I will move for a couple of years in Italy.
In France I have a car and a scooter 125cc3. Up to 125cc3, you don't need in France to have a motorbike driving licence for a scooter. My standard car driving licence is legal and authorised for this kind of vehicle.

Do you know if I am allowed to drive a 125cc3 motorcycle/scooter in Italy as well with my French car driving licence.

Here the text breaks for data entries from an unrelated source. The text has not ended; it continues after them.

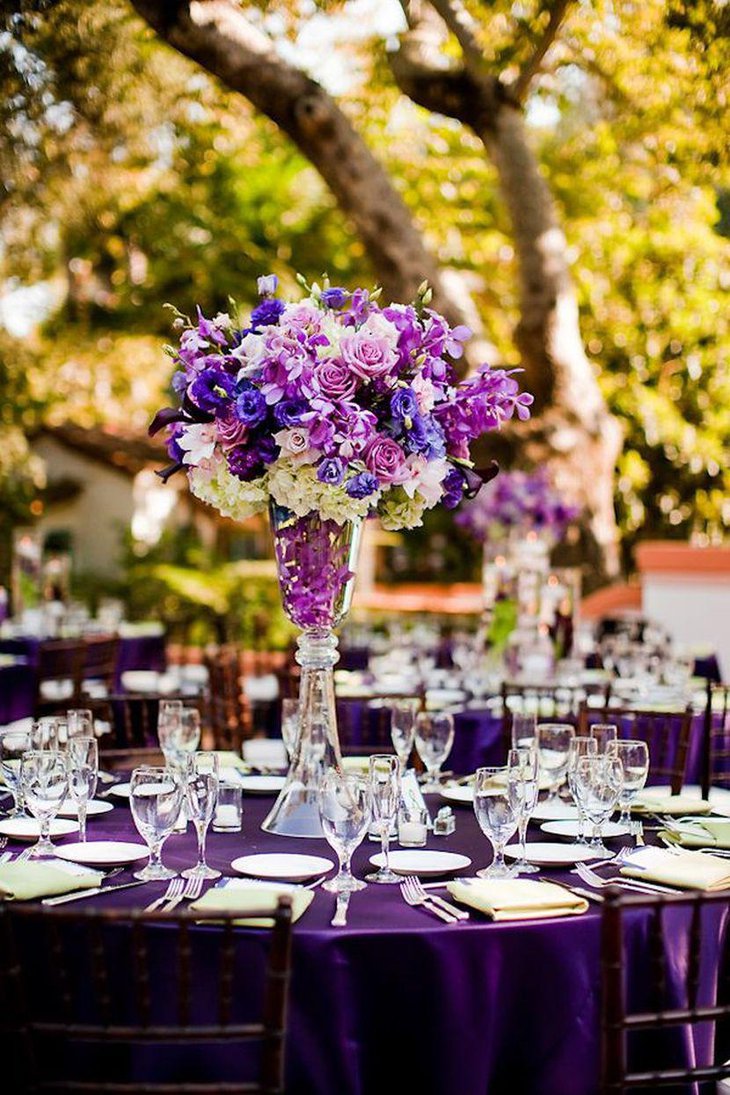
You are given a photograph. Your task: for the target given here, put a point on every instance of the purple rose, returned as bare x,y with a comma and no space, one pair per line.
362,485
332,471
368,355
335,380
250,404
385,460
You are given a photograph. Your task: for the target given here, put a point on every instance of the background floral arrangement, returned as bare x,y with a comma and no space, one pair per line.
518,503
331,405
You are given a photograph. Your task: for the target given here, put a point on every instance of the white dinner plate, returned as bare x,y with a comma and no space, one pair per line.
555,811
262,784
423,862
30,828
547,854
291,867
70,808
564,828
103,853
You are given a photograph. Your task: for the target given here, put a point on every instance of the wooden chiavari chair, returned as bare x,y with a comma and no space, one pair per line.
644,1005
667,734
111,1000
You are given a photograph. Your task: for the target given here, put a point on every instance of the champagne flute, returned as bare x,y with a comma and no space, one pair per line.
497,809
82,761
345,813
44,781
155,796
384,796
634,757
435,736
201,796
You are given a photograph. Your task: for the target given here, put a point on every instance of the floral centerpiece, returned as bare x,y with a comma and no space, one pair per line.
326,411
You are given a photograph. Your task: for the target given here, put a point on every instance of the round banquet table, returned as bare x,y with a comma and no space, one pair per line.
397,1001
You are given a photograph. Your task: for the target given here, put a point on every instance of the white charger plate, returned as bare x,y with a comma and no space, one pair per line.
292,867
423,862
548,854
70,808
30,828
103,853
262,784
564,828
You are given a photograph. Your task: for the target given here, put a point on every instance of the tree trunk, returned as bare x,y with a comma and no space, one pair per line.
217,35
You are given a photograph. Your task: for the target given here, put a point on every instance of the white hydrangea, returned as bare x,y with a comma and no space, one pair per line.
229,495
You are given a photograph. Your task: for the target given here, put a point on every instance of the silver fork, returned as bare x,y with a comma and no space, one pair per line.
412,898
417,887
189,891
175,886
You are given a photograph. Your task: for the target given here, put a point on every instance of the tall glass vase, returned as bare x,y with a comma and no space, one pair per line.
315,564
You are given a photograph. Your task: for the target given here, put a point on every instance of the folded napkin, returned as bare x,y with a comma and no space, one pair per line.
683,869
519,899
23,882
252,898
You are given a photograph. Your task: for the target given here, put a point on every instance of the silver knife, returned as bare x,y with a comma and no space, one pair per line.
78,895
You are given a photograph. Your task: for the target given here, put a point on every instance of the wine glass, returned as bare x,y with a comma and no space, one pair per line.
403,728
581,746
82,762
155,796
44,781
497,809
13,744
345,813
435,736
384,796
634,757
553,744
599,781
604,735
525,765
201,796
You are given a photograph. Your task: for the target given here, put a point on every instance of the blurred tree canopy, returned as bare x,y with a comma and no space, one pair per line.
129,177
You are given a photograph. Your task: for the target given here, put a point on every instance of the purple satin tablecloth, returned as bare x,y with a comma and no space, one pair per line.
400,1002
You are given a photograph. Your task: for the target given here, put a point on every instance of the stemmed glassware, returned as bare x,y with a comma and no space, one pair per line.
82,763
435,736
497,807
201,795
634,757
44,782
403,728
384,796
13,744
599,781
155,796
345,811
554,744
581,746
524,764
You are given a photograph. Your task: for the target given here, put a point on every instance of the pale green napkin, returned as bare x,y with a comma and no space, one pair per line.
517,899
23,882
239,898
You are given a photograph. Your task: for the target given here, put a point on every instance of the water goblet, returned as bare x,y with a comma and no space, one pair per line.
384,797
553,745
525,765
82,763
435,736
44,781
13,744
497,809
345,813
581,746
634,757
155,795
201,795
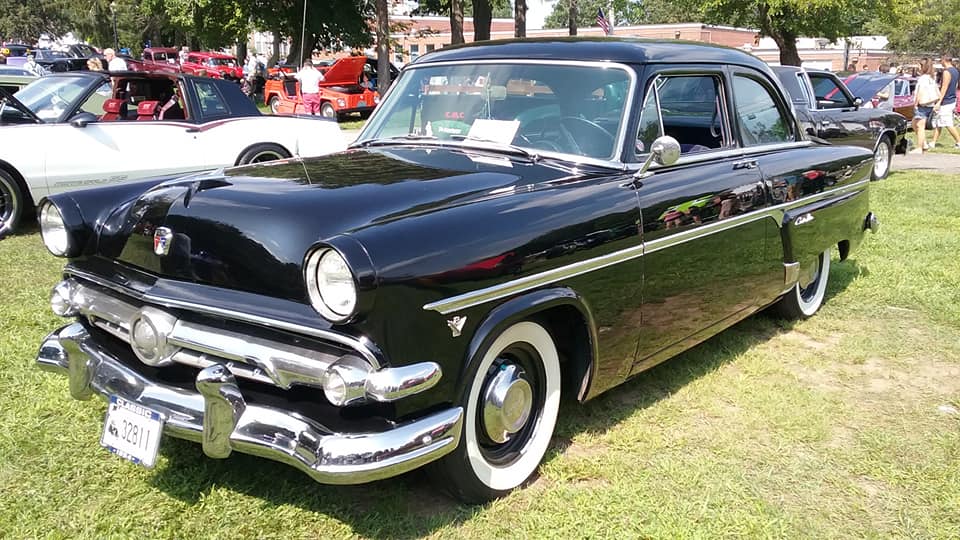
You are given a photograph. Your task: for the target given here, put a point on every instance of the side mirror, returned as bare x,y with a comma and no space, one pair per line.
82,119
664,151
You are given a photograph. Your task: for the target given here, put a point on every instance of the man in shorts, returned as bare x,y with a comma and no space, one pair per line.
943,109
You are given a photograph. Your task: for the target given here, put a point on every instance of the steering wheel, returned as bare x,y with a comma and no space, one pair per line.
547,133
591,138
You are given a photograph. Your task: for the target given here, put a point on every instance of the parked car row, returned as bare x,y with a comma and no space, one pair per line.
519,223
94,128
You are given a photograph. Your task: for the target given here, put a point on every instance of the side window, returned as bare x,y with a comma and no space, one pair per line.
760,121
828,92
211,102
687,108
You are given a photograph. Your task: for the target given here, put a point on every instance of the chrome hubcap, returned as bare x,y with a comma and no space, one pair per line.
507,403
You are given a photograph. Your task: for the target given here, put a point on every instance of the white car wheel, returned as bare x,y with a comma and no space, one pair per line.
803,301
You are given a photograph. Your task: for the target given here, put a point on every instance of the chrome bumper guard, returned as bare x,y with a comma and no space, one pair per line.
218,417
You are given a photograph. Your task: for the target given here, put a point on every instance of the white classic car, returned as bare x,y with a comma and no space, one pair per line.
79,129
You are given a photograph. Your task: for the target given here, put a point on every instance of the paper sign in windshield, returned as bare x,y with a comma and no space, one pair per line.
501,131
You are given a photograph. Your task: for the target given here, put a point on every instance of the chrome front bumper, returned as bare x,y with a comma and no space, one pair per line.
218,417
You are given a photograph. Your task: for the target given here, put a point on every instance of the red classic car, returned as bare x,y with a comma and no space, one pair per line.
340,93
212,64
161,59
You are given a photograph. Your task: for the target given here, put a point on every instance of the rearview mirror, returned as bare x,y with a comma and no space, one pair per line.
82,119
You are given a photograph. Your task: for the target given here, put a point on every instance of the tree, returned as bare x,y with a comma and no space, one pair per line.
456,22
920,26
627,12
383,46
787,20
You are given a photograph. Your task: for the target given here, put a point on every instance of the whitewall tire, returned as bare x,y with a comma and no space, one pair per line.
511,405
805,300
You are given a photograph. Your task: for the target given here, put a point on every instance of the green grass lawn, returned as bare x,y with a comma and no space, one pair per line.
842,426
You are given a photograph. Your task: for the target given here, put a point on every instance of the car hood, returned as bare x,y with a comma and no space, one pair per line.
249,228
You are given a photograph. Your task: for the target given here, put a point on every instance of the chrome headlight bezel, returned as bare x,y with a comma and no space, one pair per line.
323,303
54,231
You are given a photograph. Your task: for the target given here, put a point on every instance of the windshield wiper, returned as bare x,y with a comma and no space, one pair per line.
533,156
395,138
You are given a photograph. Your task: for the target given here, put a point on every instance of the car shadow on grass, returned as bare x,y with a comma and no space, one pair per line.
409,506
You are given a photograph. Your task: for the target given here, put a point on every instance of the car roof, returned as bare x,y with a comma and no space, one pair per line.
596,49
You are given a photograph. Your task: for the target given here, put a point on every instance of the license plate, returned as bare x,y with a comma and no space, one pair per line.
132,431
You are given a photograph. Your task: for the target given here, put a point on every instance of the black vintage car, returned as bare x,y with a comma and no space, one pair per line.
828,110
520,222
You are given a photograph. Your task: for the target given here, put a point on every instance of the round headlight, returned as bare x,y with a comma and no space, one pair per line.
53,230
331,286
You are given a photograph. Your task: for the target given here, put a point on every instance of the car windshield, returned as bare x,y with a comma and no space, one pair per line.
573,109
50,55
50,97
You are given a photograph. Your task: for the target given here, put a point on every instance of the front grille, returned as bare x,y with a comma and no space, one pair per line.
259,354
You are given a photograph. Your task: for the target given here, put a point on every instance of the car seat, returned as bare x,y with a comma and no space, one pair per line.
114,109
146,110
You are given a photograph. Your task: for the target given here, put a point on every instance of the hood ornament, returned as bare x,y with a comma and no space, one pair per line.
456,325
162,238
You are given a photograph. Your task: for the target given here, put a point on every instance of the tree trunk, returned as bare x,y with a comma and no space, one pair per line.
482,15
456,22
520,18
383,46
573,17
785,39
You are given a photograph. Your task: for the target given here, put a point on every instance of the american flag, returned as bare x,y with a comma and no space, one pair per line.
603,22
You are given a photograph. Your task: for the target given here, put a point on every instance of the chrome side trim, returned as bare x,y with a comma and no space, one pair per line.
791,274
526,283
357,345
218,416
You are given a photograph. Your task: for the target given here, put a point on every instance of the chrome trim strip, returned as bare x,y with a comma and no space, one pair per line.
217,415
526,283
355,344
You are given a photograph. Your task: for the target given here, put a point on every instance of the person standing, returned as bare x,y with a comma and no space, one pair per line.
32,66
943,110
310,79
114,62
926,97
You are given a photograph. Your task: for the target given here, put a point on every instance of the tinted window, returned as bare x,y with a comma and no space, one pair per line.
760,121
828,92
685,107
211,101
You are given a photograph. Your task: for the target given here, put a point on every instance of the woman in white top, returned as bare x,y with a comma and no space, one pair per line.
926,96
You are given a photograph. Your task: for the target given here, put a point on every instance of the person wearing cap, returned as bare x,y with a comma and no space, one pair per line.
114,62
32,66
310,78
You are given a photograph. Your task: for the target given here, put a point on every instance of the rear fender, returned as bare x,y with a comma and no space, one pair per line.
808,230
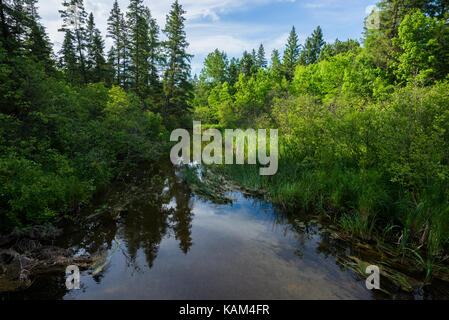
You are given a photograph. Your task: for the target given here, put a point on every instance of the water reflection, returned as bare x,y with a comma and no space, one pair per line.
173,245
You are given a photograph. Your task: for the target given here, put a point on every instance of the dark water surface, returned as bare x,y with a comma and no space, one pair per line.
170,244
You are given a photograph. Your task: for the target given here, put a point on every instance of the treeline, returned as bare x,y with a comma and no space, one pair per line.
71,122
364,129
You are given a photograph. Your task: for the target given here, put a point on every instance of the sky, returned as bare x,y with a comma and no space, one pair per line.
234,26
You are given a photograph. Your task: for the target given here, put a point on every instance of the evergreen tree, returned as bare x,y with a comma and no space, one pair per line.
333,49
234,71
116,33
261,59
291,54
138,18
96,62
215,67
312,48
248,64
155,59
176,84
74,18
276,64
68,60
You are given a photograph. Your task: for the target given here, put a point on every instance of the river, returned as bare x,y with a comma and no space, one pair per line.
167,243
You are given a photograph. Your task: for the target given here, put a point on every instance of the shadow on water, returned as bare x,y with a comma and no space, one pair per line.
163,242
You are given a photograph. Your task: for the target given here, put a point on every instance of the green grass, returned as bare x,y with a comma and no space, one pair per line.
364,203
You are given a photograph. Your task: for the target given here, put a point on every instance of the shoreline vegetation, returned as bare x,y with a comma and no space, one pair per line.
363,127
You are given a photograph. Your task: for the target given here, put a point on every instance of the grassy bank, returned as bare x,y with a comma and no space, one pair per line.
363,203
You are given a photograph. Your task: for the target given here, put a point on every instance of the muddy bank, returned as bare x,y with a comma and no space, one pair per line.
27,253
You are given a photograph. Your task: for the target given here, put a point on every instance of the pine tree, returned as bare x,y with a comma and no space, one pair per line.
276,64
68,60
291,55
37,41
176,85
155,59
261,59
74,18
215,67
248,64
312,48
116,33
234,71
96,62
138,17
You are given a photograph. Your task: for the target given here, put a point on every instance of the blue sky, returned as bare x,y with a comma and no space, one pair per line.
237,25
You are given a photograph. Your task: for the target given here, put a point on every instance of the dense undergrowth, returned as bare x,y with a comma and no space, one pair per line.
364,132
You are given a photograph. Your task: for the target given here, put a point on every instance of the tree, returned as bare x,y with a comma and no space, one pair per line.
276,64
74,18
68,61
234,71
37,41
312,47
291,54
261,60
215,67
117,33
138,17
176,85
96,63
424,48
248,64
332,49
155,59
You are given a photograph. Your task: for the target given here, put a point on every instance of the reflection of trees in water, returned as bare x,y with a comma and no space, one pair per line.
157,203
150,218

Thanks in advance for your help and support
Mickael


----------



## bahamut

Mickael said:


> Dear all
> 
> I will move for a couple of years in Italy.
> In France I have a car and a scooter 125cc3. Up to 125cc3, you don't need in France to have a motorbike driving licence for a scooter. My standard car driving licence is legal and authorised for this kind of vehicle.
> 
> Do you know if I am allowed to drive a 125cc3 motorcycle/scooter in Italy as well with my French car driving licence.
> 
> Thanks in advance for your help and support
> Mickael


It's valid but your bike must have less than 11kw.

When do you got your driving license? It's important because if you got it before 1988 there are no limitations.


----------



## Mickael1

Thanks!!!

I have my driving license since 94 so it seems I will be limited to drive a 125cm3 with 11KW max. But that's perfekt because that's the kind of model I got!

That's really a great news.


----------